Stark County planners on April 2 heard more than two hours of testimony on a proposal to change the future land use map and rezone roughly 303 acres near Taylor from prime agricultural to general industrial with a planned‑unit development overlay, but they delayed any decision after staff discovered one landowner in the statutorily required 200‑foot notice area did not receive mailed notice.
The applicant, identified in the record as Ben ****, told the commission the project is intended to build local aggregation, segregation and light processing capacity for specialty crops — including identity‑preserved hard‑white wheat — so area growers can capture higher value for quality grain. “I wanna create a closer, higher quality connection to the products we make in Western North Dakota to the consumer,” Ben said during his presentation, describing hopper bins, a grain dryer and a single‑car (manifest) rail shipping plan for Phase 1.
County planner Steve Josephson told commissioners staff recommends approval of both the future land use map amendment and the PUD rezoning in concept, noting the site’s access to rail, interstate, utilities and soil survey results that staff characterizes as not being prime agricultural.

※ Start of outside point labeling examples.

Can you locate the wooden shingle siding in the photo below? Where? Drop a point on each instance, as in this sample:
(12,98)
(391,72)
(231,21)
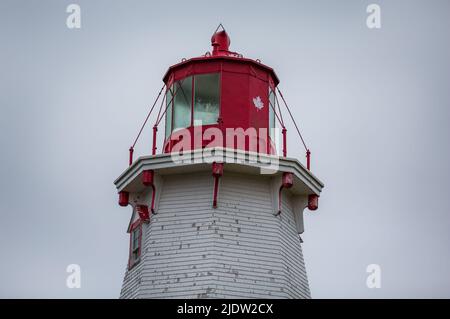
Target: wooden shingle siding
(239,250)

But Josephson said a notice mailing error — one landowner within the required notification distance was not mailed — meant the commission could not make a final recommendation and should table the formal vote until that person has been given time to respond.
The hearing surfaced sharply divergent views among neighbors. Resident Ashley Wycomb, who said she lives directly across Highway 10 from the proposed site, opposed the rezoning and said the family moved to that property recently with the expectation the area would remain agricultural. She described fears about nighttime train‑spur operations, repeated coupling and uncoupling noise and the effect on property values, air quality and safety: “A rail‑served facility is not just trains passing by. It involves the loading and unloading of railcars, the coupling and uncoupling of cars, and the repeated impact sounds … often at all hours of the day and night,” Wycomb said.
Supporters, including Jeff **** (identified in the record as the applicant’s father), framed the project as necessary economic infrastructure for area farms. “This is a way to keep us viable,” Jeff said, arguing the facility would preserve local agricultural jobs and provide identity‑preserving storage and shipment options that are absent in the region.
Residents also raised technical concerns: whether the City of Taylor had been consulted (staff said Taylor does not have an extraterritorial zoning area and the property falls under county jurisdiction), how wetlands and drainage would be handled (the applicant said a wetland delineation and mitigation plan were submitted to and accepted by the U.S. Army Corps of Engineers), and who would pay for road improvements for heavy trucks (the applicant said he is coordinating with the county road superintendent and expects developer‑led haul‑road agreements and upgrades where needed).
Several specific commitments were offered on the record: the applicant proposed a 200‑foot no‑building buffer around the property, planting three rows of trees along the north boundary, adherence to PUD use limits so unspecified industrial uses would require future public hearings, and a haul‑road plan to be coordinated with the county by November 1 for Phase 1. Ben also cited a small on‑farm glyphosate test — one sample that tested 9 parts per million and a controlled sample that tested 0 — as evidence that growers can produce low‑residue wheat but said system‑level incentives and local handling are required to make that commercially feasible.
Because of the notice lapse, the commission voted to table the items and set the next hearing for April 30 at 3 p.m. Staff and the applicant said the tabling will allow the missed landowner 10 days to be officially notified and respond. Josephson reiterated that any final approvals would be bound by the PUD conditions in the staff report and would require compliance with county, state and federal permitting, including wetlands mitigation and engineering approvals.
The commission adjourned after taking the procedural vote; no zoning change or formal recommendation was adopted at the April 2 meeting.